Reduced Risk of Heart Disease: In a study of 1739 people published in the medical journal Circulation, researchers found that a vitamin D deficiency is associated with an increased risk of heart disease. Correcting the deficiency may help prevent heart disease.
Protects Lung Function: A vitamin D deficiency is linked to a rapid decline in lung function among smokers, according to research published in the American Journal of Respiratory and Critical Care Medicine. The researchers explored the relationship between vitamin D and smoking, lung function and lung decline in 626 men. They found that vitamin D had a protective effect on the lungs and the rate of lung function decline.
Reduced Risk of Type 2 Diabetes in Children: A study published in The Journal of Clinical Endocrinology and Metabolism found a link between a vitamin D deficiency and childhood obesity, as well as increased risk of type 2 diabetes later in life. Researchers followed almost 500 obese and non-overweight children to determine the factors that are involved with diabetes in later years. They identified a connection between low vitamin D levels and insulin resistance and an increased likelihood of experiencing type 2 diabetes (non-insulin-dependant diabetes) later in life. They also found that vitamin D levels were lower in children suffering from obesity compared to their thinner counterparts.
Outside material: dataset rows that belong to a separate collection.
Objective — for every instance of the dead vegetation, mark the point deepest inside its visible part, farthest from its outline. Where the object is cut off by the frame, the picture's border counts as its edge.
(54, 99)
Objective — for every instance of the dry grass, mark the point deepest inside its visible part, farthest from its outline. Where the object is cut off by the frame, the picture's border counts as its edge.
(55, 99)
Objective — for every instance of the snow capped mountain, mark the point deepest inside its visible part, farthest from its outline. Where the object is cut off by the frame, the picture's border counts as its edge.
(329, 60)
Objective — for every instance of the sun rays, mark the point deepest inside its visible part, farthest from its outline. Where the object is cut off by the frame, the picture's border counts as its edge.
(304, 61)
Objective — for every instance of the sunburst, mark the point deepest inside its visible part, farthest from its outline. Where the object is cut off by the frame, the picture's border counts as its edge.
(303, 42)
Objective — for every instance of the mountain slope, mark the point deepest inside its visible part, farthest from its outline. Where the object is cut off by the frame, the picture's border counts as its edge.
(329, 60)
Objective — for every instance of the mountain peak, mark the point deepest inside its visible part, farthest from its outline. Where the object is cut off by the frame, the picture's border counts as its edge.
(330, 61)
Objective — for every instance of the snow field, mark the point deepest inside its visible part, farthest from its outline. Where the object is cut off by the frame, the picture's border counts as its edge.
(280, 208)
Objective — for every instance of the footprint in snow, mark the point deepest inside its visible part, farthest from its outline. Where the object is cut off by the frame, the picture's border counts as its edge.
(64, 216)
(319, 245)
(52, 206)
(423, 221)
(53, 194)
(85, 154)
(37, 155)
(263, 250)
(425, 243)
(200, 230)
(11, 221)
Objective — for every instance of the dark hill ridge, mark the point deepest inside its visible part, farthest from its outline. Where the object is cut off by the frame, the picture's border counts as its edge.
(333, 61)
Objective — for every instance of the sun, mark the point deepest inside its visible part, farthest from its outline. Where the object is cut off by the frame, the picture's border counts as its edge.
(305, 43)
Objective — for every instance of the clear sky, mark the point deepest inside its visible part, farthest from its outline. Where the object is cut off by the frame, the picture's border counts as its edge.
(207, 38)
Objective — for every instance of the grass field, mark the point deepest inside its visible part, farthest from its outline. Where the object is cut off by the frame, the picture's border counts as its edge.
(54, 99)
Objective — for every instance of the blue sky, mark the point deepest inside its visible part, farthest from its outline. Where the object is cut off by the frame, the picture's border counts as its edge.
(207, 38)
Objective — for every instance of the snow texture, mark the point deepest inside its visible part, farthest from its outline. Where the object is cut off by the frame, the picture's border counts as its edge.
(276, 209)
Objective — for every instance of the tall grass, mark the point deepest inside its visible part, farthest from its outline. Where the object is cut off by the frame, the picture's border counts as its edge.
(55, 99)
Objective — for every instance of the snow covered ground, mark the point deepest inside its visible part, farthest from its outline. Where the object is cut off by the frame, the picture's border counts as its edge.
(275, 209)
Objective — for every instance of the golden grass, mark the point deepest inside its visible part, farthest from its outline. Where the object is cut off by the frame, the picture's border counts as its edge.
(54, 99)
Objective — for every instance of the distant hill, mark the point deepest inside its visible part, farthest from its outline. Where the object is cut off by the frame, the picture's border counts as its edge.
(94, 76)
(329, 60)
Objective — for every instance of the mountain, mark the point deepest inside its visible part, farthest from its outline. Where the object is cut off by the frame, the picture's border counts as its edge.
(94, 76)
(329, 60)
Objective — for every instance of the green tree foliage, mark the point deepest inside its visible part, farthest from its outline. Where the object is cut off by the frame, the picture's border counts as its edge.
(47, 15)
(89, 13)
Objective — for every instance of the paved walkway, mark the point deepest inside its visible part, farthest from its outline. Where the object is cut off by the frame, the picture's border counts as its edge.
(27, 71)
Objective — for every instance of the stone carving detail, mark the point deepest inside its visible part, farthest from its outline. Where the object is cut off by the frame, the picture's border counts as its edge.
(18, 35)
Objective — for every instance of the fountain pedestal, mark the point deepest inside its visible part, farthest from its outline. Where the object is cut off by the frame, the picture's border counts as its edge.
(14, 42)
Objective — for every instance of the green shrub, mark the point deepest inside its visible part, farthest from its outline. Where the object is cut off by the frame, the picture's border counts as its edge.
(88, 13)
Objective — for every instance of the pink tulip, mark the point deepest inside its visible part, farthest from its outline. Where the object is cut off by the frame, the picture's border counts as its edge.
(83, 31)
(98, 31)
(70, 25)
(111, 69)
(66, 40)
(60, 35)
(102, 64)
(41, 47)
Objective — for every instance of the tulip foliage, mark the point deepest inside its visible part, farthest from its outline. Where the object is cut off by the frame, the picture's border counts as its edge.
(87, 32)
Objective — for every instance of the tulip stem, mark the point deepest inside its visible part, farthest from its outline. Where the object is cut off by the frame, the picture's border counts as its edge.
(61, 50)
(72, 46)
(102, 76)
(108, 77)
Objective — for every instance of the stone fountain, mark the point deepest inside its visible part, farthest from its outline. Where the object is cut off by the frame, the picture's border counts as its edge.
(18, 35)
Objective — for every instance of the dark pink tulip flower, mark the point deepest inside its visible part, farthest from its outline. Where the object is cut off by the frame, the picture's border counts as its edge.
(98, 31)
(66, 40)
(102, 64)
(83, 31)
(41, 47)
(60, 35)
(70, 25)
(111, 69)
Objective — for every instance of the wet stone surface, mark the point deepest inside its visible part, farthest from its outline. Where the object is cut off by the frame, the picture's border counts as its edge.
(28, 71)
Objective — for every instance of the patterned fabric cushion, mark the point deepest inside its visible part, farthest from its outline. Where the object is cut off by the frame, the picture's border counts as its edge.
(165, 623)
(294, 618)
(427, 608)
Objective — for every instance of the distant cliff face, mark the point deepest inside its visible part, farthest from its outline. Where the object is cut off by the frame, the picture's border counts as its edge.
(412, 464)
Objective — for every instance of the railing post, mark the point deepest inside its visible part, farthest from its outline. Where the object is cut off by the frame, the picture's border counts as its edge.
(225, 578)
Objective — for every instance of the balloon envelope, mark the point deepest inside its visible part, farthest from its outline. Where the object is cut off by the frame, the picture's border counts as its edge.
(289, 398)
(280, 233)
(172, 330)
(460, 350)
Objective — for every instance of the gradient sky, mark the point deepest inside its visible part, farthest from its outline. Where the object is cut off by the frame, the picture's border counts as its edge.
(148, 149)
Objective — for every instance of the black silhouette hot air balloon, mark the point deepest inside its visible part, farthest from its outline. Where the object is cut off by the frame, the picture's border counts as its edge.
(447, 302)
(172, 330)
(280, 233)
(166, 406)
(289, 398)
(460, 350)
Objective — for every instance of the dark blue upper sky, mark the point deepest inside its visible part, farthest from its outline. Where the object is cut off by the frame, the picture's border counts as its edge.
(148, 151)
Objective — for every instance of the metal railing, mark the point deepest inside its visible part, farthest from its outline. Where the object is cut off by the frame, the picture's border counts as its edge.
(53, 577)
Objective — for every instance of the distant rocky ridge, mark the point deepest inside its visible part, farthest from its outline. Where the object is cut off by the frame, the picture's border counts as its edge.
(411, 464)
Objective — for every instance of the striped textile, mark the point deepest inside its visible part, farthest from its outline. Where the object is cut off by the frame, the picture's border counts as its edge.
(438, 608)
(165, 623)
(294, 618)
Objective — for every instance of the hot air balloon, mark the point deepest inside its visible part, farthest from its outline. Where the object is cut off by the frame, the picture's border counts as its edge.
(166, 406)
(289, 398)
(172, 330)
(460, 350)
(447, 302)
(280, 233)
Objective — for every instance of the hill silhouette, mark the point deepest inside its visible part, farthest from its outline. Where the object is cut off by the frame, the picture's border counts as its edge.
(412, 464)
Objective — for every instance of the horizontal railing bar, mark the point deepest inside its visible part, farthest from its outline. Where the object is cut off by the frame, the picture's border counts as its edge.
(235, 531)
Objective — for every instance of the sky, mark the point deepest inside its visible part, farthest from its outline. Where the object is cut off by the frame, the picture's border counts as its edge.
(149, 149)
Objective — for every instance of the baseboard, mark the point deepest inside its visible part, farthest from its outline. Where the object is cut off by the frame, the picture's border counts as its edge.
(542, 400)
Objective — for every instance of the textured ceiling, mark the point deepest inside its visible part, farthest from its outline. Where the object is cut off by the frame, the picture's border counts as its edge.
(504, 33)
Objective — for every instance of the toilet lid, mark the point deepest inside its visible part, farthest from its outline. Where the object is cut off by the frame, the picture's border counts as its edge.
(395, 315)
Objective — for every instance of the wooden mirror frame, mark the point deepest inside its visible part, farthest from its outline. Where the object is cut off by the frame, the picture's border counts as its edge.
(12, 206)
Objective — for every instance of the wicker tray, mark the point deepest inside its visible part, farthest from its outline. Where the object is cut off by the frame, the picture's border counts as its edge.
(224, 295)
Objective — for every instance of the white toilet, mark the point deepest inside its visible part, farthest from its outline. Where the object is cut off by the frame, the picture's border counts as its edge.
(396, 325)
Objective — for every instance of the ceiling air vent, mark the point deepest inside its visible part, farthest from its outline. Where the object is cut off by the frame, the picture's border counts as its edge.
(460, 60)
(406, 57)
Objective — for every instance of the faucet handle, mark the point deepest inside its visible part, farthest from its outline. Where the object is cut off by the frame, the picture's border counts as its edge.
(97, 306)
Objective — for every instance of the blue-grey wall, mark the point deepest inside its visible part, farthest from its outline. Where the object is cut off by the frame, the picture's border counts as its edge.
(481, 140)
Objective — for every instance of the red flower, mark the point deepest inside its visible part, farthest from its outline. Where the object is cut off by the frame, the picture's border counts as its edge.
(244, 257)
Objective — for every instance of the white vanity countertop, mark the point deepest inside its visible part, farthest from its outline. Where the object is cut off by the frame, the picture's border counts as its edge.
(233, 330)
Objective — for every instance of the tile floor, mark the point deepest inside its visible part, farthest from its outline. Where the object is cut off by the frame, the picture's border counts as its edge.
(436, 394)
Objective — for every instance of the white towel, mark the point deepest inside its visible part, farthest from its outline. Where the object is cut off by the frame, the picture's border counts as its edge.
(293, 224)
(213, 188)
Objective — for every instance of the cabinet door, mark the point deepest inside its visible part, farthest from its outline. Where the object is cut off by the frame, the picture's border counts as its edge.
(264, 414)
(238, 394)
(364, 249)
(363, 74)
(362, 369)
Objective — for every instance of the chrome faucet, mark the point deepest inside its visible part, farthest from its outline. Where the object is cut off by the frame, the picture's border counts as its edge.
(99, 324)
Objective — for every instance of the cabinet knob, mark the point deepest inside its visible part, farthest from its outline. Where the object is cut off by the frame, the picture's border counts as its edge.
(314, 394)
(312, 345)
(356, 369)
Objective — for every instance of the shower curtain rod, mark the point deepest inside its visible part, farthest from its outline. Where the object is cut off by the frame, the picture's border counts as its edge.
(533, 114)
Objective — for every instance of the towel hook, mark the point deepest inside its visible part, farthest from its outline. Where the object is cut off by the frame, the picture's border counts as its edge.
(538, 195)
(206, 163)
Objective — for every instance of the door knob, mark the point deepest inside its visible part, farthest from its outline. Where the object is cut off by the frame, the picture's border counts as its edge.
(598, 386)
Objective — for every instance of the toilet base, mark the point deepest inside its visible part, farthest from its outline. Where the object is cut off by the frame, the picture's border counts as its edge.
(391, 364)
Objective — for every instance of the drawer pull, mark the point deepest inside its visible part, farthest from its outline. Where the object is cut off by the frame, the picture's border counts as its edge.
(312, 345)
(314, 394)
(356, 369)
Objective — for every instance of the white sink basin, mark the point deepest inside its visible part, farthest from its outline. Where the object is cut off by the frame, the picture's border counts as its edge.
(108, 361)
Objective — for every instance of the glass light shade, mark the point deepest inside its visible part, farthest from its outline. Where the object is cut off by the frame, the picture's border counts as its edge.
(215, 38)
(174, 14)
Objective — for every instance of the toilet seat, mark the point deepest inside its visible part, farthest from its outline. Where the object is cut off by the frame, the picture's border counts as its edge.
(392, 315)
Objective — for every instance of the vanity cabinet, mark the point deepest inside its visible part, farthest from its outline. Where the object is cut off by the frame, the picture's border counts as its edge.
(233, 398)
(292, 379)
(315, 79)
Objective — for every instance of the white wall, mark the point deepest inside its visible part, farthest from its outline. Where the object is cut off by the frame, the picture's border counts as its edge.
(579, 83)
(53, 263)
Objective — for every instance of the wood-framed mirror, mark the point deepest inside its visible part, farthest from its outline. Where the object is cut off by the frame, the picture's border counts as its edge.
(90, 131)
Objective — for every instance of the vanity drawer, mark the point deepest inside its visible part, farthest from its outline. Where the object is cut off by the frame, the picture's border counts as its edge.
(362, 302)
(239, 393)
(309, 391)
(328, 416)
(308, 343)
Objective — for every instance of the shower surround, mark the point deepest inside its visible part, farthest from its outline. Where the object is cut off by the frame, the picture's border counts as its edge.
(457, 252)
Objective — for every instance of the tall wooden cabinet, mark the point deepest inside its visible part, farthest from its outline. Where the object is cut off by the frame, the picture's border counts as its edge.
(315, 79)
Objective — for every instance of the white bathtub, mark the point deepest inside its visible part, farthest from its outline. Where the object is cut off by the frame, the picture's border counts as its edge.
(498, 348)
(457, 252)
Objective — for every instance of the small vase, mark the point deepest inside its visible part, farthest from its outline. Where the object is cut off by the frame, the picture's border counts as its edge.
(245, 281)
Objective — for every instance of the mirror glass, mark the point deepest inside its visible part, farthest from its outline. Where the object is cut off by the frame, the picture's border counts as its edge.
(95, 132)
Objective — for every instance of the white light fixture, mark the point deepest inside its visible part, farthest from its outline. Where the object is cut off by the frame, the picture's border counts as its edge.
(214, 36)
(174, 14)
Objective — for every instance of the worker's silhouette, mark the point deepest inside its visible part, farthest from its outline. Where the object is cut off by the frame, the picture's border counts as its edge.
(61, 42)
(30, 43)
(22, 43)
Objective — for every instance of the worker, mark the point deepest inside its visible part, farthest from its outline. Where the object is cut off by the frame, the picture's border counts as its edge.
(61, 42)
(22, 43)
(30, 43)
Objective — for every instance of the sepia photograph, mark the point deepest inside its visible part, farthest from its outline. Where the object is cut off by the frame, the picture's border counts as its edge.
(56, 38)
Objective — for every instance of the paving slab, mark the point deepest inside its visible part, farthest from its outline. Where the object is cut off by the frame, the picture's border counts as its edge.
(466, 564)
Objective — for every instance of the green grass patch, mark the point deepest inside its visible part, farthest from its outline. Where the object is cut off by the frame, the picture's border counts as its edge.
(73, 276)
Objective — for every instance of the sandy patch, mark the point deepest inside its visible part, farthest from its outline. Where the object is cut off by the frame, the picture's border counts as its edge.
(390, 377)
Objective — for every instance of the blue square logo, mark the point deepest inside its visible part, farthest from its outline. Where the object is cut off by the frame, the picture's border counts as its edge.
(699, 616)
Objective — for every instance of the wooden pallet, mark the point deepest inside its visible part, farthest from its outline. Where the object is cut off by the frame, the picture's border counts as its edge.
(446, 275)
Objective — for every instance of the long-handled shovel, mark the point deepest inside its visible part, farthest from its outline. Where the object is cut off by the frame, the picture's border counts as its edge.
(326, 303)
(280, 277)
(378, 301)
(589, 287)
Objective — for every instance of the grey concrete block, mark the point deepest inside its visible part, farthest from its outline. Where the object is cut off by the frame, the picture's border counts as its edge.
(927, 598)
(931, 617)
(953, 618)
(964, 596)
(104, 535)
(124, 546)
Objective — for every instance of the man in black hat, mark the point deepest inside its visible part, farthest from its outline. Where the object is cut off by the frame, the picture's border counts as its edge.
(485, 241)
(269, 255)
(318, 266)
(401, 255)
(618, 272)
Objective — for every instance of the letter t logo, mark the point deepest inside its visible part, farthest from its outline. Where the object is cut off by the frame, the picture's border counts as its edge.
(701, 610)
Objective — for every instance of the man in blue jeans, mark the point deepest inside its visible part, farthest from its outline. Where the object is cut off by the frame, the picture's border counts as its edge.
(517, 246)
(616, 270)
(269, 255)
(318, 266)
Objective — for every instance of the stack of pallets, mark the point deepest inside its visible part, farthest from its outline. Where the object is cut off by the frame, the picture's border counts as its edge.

Reduces Appetite: Vitamin D has been shown to activate the production of the hormone leptin, which is a hormone that signals our brain and stomach that we are full.
Lessens Obesity: In a study at Aberdeen University of 3100 post-menopausal Scottish women over two years scientists found that women with the highest body-mass index (BMI) also had the lowest blood levels of vitamin D, suggesting a correlation between obesity and vitamin D deficiency.
Improved Insulin Resistance: In a study published in the British Journal of Nutrition, researchers found that women who received a daily dose of 4000 IU of vitamin D3 had improvements in insulin resistance after supplementing with the vitamin for six months. Insulin resistance is a condition in which the body’s cells aren’t responding properly to the hormone insulin, which is secreted by the pancreas in response to sugars and starches in the diet. The study suggests either improved insulin sensitivity or insulin secretion (BJN).
Lowers Blood Pressure: A study presented at the London meeting of the European Society of Hypertension found that supplementing with vitamin D can reduce blood pressure in people with hypertension (high blood pressure). An earlier study conducted by the American Heart Association found that a vitamin D deficiency in premenopausal women increases the risk of experiencing high blood pressure even many years later (AHA).
To Supplement or Not
While many health practitioners still advise patients that sunlight is sufficient to obtain vitamin D, the National Institutes of Health recommends getting vitamin D from three sources: moderate sunlight exposure, food sources and supplements. Fish, liver and egg yolks are the primary food sources of vitamin D. Supplementation with D3, known as cholecalciferol, the type of vitamin D that has been used in most studies showcasing the vitamin’s benefits, is recommended. However, it is usually sourced from fish so you may wish to choose synthetic vitamin D2, ergocalciferol, if you are vegan. Most health professionals recommend 800 to 2000 IU daily; however, stick to the lower dose if you choose synthetic vitamin D2.